Figure 1: Composite turf core samples of MS-Supreme ultradwarf bermudagrass collected from 26-square-foot (2.4-square-meter) areas of interest following core aerification in 2017 and 2018 at the Mississippi State University Golf Course in Starkville, Miss. Photo by Matthew A. Tucker
The motivation to pursue turfgrass pathology was triggered after attending a talk by Monica Elliott, Ph.D., on the etiology of bermudagrass decline at the 1993 International Turfgrass Society Conference (4). Her research identified Gaeumannomyces graminis
var. graminis (Gg), an ectotrophic root-infecting (ERI) fungus that attacked and rotted roots of bermudagrass putting greens. The disease was initially described as bermudagrass decline by Freeman and Augustin (5) in Florida. Irregularly shaped chlorotic
patches were observed along the margins of bermudagrass greens due to rotted roots. The foliar symptoms would appear in the late summer and early fall when temperatures and humidity were consistently high, and rainfall was frequent (2). Roots of affected
grass are short, black, brittle and dysfunctional (2).

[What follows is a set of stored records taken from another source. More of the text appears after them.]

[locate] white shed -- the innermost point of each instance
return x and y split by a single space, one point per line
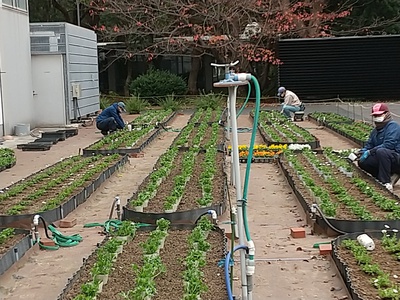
16 104
64 73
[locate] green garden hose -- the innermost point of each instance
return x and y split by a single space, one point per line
316 245
61 240
113 223
245 102
248 167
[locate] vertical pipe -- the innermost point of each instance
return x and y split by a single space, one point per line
236 167
2 130
78 13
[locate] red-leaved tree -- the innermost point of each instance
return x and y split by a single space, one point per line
246 30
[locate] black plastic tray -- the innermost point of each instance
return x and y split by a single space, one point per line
341 265
347 226
16 251
77 274
24 220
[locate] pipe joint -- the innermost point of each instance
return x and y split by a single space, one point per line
213 214
36 220
242 77
252 248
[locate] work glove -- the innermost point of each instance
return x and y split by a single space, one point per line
364 156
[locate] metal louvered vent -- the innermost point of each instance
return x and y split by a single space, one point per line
348 67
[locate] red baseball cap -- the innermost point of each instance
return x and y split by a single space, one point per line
379 108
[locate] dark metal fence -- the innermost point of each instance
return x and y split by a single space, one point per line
345 67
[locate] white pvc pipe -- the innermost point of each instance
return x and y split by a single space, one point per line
236 168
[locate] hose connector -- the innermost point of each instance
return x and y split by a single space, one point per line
314 208
242 77
252 249
250 263
213 214
36 220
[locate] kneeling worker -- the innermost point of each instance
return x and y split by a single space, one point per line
110 119
381 155
291 102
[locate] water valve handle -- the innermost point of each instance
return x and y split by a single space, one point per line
225 65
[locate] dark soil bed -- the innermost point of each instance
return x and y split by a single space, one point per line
33 203
10 243
193 189
342 211
362 282
170 284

Fast forward 20 years and hundreds of ERI fungal isolates later observed in the Turf Pathology Lab at Mississippi State University. We wanted to determine whether other ERI fungi were involved in bermudagrass decline, currently referred to as take-all
root rot (TARR). Six years of research and two graduate students later, we know additional ERI fungal species are associated with TARR (8, 9, 10). Our hypothesis was that a complex of ERI fungi may be associated with the root rot disease. Three novel
ERI species, Magnapothiopsis cynodontis (Mc), Gaeumannomyces nanograminis (Gn) and Candidacolonium cynodontis (Cc) were identified from symptomatic bermudagrass roots throughout the southeastern United States and Hawaii (1, 8, 9, 10). Research out
of Dr. Jim Kerns’ Turf Pathology Lab at North Carolina State University identified an additional ERI fungus, G. graminicola, infecting roots of bermudagrass greens in North Carolina (7).
With this new information, I and former Master of Science student, M. Aaron Tucker (current doctoral student under David McCall, Ph.D., Virginia Tech), aimed to better understand the extent of co-colonization of these ERI fungi on bermudagrass putting
green roots. We sampled two MS-Supreme ultradwarf bermudagrass greens at Mississippi State University Golf Course (MSUGC). One green was identified by Pat Sneed, CGCS, as healthy (no history of TARR) and one TARR-symptomatic. Our objectives were to
determine the frequency of occurrence (FO) and the inoculum density of selected ERI fungi associated with the roots. We utilized quantitative multiplex assays, developed in our lab, to rapidly identify the fungi of interest (1).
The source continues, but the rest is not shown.